The undersigned registrant hereby undertakes:

1.     To file, during any period in which it offers or sells securities, a
       post-effective amendment to this registration statement to:

      (a)  include any prospectus required by Section 10(a)(3) of the Securities
           Act of 1933;
      (b)  reflect in the prospectus any facts or events which, individually or
           together, represent a fundamental change in the information set forth
           in this registration statement; and notwithstanding the forgoing, any
           increase or decrease in volume of securities offered (if the total
           dollar value of securities offered would not exceed that which was
           registered) and any deviation from the low or high end of the
           estimated maximum offering range may be reflected in the form of
           prospectus filed with the commission pursuant to Rule 424(b) if, in
           the aggregate, the changes in the volume and price represent no more
           than a 20% change in the maximum aggregate offering price set forth
           in the "Calculation of Registration Fee" table in the effective
           registration Statement; and
      (c)  include any additional or changed material information on the plan of
           distribution.

2.     That, for the purpose of determining any liability under the Securities
       Act, each such post-effective amendment shall be deemed to be a new
       registration statement relating to the securities offered herein, and the
       offering of such securities at that time shall be deemed to be the
       initial bona fide offering thereof.

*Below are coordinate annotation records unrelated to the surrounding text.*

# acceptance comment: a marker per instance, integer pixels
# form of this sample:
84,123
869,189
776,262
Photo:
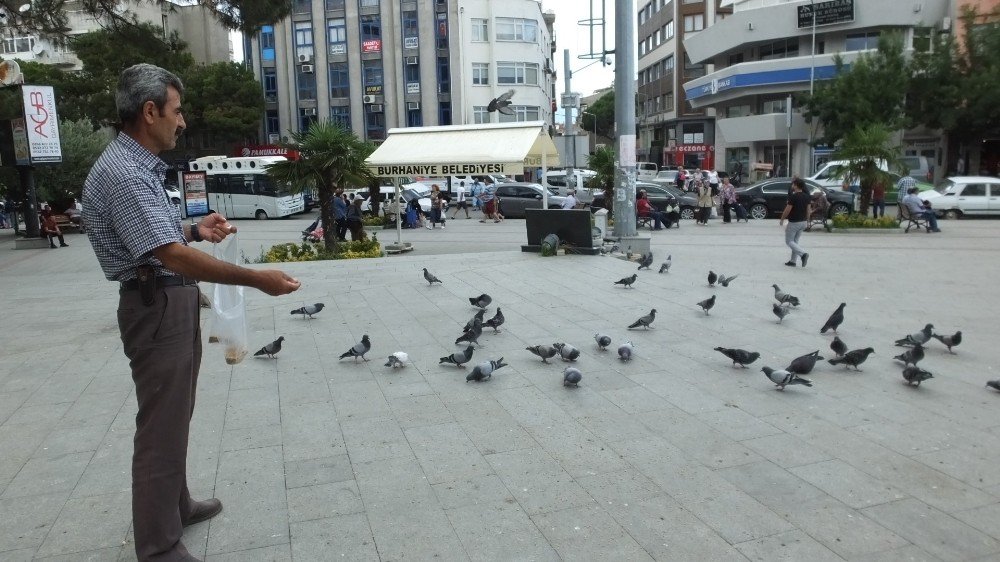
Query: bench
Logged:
911,221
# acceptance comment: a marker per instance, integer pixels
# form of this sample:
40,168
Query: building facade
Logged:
671,130
372,65
764,52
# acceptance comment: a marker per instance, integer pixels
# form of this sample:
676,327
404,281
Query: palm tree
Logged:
329,157
869,149
602,161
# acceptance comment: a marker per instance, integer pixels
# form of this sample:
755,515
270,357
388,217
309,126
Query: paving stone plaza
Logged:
675,455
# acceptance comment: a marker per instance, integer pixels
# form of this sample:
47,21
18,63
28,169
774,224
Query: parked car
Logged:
768,198
515,197
959,196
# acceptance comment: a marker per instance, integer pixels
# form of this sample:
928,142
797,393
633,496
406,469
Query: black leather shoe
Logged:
203,511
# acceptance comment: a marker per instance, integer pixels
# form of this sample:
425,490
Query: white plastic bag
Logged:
229,311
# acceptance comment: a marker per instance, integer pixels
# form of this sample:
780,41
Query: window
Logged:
480,74
517,29
521,113
517,73
307,85
694,22
780,49
340,80
267,42
341,115
480,29
861,41
270,80
336,33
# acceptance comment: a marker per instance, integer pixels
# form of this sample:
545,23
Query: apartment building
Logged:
372,65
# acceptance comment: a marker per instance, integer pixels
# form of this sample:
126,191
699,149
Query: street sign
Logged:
827,13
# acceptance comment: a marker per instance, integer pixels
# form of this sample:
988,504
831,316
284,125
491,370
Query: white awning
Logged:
461,150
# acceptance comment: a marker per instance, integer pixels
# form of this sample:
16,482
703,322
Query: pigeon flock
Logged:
792,375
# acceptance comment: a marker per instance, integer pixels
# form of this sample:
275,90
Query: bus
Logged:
240,188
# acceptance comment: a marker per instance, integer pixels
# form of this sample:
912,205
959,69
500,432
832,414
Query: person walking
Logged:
140,243
797,212
705,201
728,195
460,204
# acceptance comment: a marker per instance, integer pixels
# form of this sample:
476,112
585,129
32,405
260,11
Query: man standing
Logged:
797,212
140,243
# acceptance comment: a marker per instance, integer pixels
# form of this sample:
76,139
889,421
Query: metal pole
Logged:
625,51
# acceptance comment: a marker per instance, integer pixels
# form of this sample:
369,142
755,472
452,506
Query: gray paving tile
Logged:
345,536
91,523
933,531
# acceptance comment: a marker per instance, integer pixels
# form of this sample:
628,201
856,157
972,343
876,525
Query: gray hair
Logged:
141,83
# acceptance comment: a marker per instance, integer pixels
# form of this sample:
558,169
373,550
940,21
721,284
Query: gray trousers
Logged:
792,234
163,344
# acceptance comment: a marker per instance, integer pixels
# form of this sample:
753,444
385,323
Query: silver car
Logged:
515,197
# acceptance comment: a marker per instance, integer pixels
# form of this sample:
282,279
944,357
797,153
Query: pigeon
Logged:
397,359
309,310
780,311
625,351
485,370
838,346
501,103
921,337
603,341
627,281
359,349
665,266
911,356
430,277
271,349
543,351
479,315
482,301
567,351
707,304
950,341
913,374
644,321
784,298
783,378
458,358
496,321
740,357
835,320
472,334
853,358
803,365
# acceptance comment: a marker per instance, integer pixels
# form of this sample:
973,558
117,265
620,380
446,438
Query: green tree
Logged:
81,146
865,147
600,117
223,99
329,156
870,90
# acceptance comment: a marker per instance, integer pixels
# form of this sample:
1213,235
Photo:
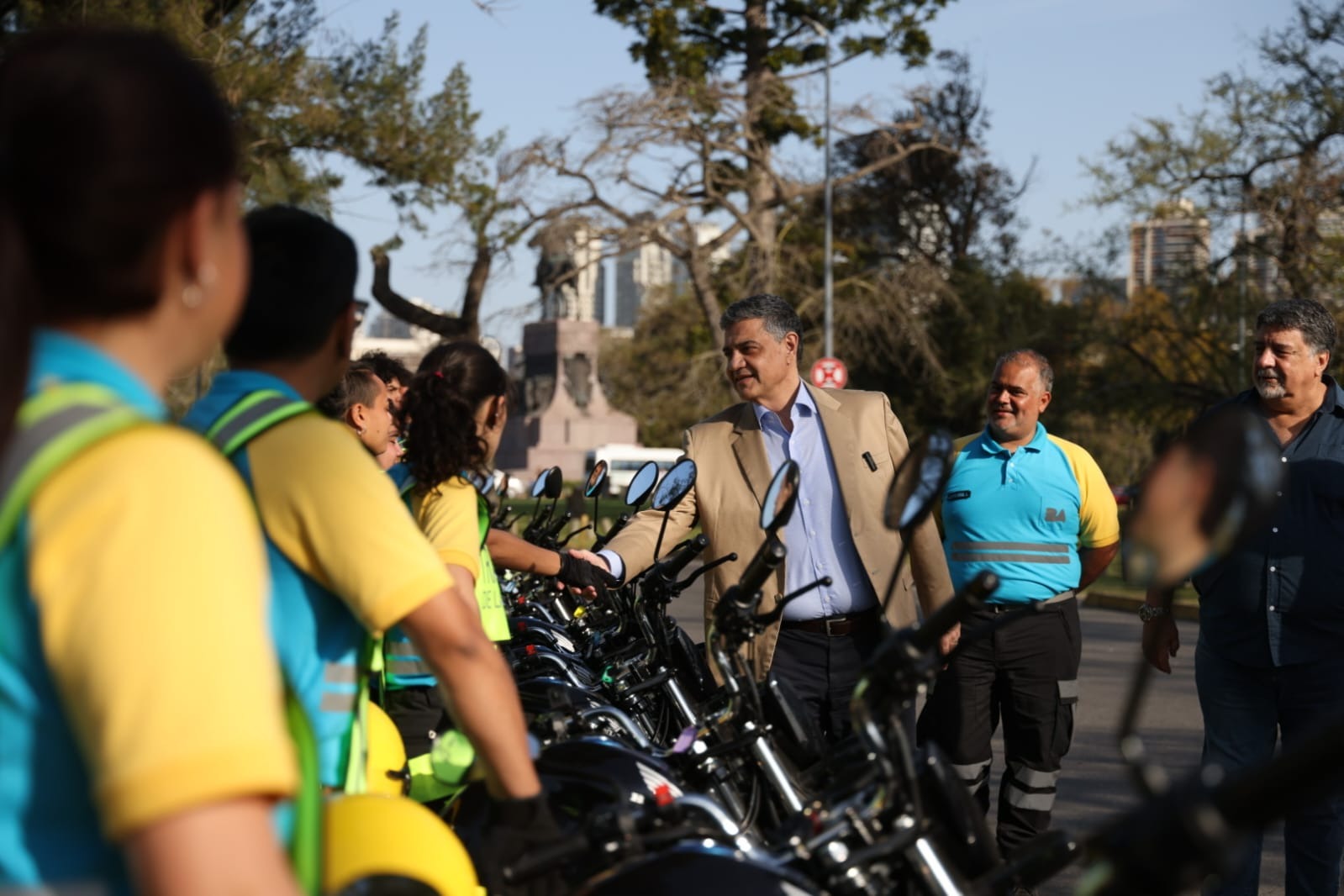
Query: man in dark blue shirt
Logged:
1270,657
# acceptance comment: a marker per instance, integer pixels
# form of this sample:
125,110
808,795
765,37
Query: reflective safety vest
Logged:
402,665
318,638
50,840
442,772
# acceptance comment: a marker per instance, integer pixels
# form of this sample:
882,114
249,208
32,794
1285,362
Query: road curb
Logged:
1129,603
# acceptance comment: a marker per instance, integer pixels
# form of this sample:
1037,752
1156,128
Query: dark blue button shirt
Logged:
1280,599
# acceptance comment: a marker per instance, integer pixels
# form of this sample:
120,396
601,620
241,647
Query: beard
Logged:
1270,388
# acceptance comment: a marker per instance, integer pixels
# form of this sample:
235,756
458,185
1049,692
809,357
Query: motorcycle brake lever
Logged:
684,583
767,618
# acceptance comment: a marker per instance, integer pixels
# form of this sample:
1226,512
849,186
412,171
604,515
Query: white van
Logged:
624,460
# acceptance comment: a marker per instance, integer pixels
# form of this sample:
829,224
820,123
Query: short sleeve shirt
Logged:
1023,514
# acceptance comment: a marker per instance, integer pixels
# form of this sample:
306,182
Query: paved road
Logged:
1095,786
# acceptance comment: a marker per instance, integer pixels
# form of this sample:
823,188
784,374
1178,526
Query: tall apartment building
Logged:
1167,249
650,267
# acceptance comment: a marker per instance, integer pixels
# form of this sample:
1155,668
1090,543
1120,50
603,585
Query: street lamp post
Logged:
830,261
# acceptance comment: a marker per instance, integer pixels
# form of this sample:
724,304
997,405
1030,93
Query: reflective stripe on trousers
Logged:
403,660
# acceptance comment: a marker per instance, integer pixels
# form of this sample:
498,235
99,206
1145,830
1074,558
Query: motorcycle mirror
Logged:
675,485
780,498
539,485
1203,496
641,484
1207,493
597,478
918,481
554,482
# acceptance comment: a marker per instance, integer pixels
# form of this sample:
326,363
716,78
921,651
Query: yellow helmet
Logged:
372,835
386,763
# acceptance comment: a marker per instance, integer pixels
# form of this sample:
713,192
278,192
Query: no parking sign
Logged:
830,372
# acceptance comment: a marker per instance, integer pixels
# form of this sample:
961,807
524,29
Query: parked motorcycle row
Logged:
671,767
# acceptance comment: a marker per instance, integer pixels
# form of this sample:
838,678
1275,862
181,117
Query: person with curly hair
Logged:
393,372
453,414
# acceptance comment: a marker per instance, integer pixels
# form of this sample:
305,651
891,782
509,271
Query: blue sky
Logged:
1061,78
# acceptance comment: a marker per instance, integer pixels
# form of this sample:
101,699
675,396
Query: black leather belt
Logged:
834,626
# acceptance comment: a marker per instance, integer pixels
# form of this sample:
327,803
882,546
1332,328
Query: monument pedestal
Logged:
566,413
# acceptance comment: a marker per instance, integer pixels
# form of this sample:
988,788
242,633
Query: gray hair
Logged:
1310,317
1043,368
776,314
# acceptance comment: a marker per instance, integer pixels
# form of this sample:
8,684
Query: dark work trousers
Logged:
1246,709
1019,665
419,718
823,669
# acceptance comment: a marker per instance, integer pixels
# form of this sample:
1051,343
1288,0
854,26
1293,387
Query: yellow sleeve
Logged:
338,518
150,575
1099,516
448,519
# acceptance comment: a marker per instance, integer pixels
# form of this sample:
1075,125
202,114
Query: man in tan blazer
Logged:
847,445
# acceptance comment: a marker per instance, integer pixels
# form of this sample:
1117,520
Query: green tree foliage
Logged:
731,69
670,374
301,97
307,101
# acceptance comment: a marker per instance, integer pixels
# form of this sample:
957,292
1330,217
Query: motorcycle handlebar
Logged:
762,565
971,597
547,856
670,567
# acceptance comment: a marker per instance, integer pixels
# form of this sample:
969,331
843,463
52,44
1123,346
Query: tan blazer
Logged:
731,478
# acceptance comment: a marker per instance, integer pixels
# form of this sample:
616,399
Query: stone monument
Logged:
563,411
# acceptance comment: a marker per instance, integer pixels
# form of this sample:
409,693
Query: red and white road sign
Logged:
830,372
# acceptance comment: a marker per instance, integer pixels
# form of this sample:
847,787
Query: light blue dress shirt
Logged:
817,536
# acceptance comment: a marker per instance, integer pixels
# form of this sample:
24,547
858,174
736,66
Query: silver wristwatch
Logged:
1148,613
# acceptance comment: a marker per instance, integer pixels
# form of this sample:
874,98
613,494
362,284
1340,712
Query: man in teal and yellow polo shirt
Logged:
1036,511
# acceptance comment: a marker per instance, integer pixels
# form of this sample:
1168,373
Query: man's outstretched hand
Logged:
585,572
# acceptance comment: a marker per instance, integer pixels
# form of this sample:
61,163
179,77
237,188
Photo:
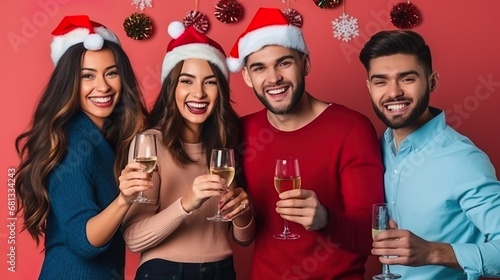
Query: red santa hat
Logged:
189,43
268,27
77,29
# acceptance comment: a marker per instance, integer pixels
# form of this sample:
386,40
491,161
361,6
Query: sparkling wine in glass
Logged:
222,163
145,153
286,177
381,214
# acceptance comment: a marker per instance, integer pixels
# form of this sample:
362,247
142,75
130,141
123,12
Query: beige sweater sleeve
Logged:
144,229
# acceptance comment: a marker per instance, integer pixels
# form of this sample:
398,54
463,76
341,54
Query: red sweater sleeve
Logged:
361,183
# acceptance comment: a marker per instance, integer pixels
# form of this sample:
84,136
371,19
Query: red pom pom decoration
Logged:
198,20
405,15
228,11
294,17
327,4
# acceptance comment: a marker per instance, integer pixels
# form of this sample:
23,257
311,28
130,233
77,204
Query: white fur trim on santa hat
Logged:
194,50
61,43
288,36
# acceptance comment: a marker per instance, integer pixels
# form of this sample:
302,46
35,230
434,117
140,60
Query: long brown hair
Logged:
219,130
43,145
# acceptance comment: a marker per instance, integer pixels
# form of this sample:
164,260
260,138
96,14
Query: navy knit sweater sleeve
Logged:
80,187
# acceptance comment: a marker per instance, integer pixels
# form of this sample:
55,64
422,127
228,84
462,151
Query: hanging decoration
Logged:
345,27
197,19
228,11
327,4
293,15
405,15
138,26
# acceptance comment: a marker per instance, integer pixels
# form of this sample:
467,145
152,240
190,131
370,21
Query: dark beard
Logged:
401,121
296,95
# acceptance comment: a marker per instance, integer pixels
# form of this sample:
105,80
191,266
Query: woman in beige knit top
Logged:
191,116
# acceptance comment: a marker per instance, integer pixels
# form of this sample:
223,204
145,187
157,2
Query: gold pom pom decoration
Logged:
138,26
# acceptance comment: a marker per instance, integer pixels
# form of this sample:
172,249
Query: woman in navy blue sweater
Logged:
73,184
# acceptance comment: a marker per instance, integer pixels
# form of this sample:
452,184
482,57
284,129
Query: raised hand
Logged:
204,187
302,206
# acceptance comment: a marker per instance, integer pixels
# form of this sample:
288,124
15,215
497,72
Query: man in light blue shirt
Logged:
444,189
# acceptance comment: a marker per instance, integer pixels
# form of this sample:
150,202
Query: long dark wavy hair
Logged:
219,130
43,145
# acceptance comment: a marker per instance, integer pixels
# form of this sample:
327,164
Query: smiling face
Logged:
276,75
196,92
100,85
400,90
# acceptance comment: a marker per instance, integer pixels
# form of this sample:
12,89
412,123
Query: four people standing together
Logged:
445,227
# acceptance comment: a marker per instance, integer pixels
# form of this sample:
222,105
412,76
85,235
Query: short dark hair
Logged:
385,43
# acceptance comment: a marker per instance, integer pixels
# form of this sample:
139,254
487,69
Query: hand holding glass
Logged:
381,215
145,153
222,163
286,177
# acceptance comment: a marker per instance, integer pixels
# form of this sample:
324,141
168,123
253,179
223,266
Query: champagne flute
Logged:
381,214
286,177
145,153
222,164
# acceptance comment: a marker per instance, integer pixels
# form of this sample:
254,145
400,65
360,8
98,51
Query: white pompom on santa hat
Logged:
77,29
268,27
188,43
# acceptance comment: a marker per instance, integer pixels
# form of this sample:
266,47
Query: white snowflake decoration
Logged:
345,27
142,4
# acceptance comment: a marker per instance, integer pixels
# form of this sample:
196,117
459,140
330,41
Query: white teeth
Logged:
101,99
396,107
197,105
276,91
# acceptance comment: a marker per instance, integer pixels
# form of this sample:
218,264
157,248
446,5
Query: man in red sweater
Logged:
338,153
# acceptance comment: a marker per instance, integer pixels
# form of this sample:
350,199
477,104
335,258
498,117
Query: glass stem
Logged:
385,269
286,230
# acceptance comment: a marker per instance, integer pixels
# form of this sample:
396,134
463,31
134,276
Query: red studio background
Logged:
463,37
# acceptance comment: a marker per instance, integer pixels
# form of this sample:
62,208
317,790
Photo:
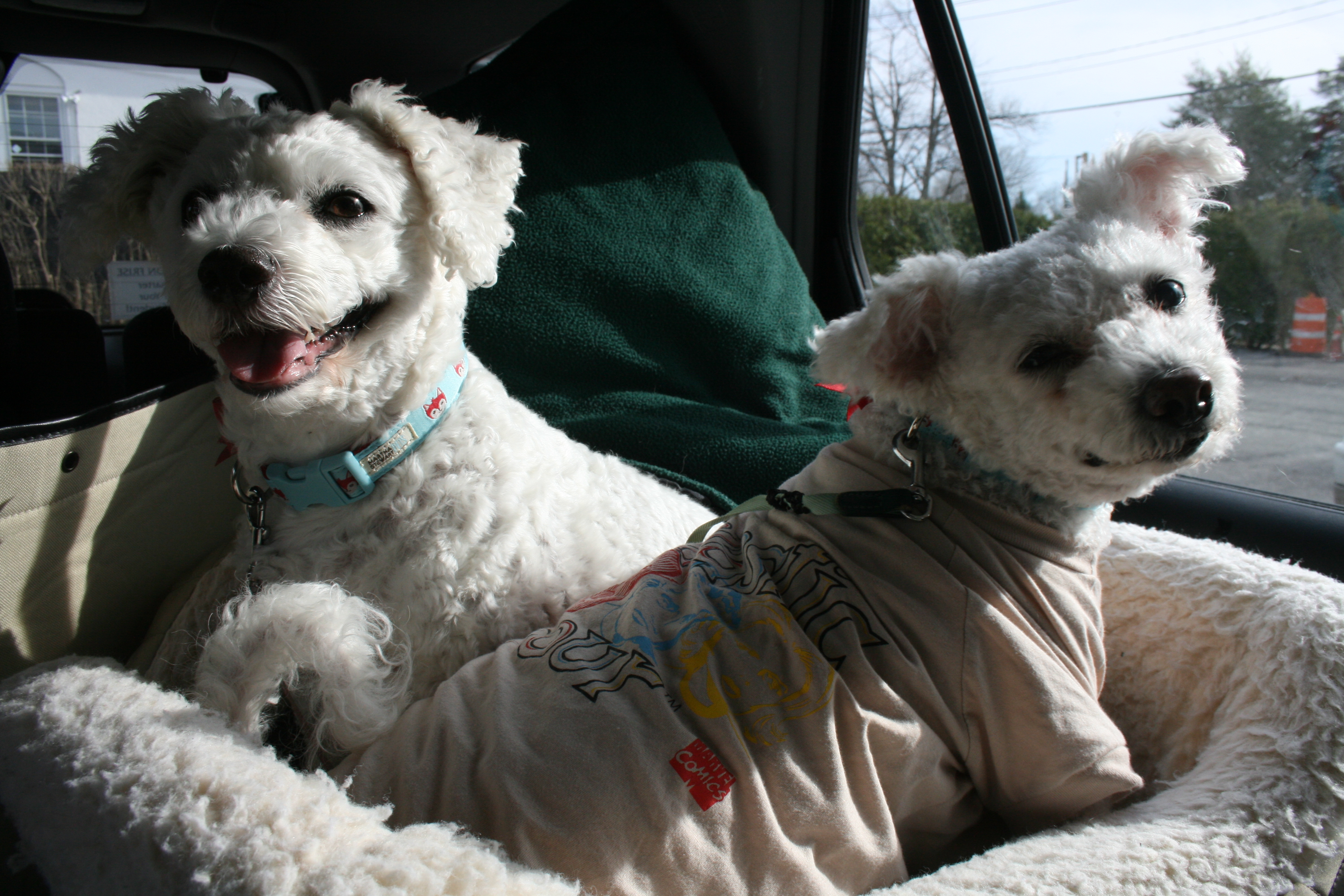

3.     To remove from registration by means of a post-effective amendment any of
       the securities being registered hereby which remain unsold at the
       termination of the offering.

Insofar as indemnification for liabilities arising under the
Securities Act may be permitted to our directors, officers and controlling
persons pursuant to the provisions above, or otherwise, we have been advised
that in the opinion of the Securities and Exchange Commission such
indemnification is against public policy as expressed in the Securities Act, and
is, therefore, unenforceable.

In the event that a claim for indemnification against such liabilities, other


                                       70


than the payment by us of expenses incurred or paid by one of our directors,
officers, or controlling persons in the successful defense of any action, suit
or proceeding, is asserted by one of our directors, officers, or controlling
person sin connection with the securities being registered, we will, unless in
the opinion of its counsel the matter has been settled by controlling precedent,
submit to a court of appropriate jurisdiction the question whether such
indemnification is against public policy as expressed in the Securities Act, and
we will be governed by the final adjudication of such issue.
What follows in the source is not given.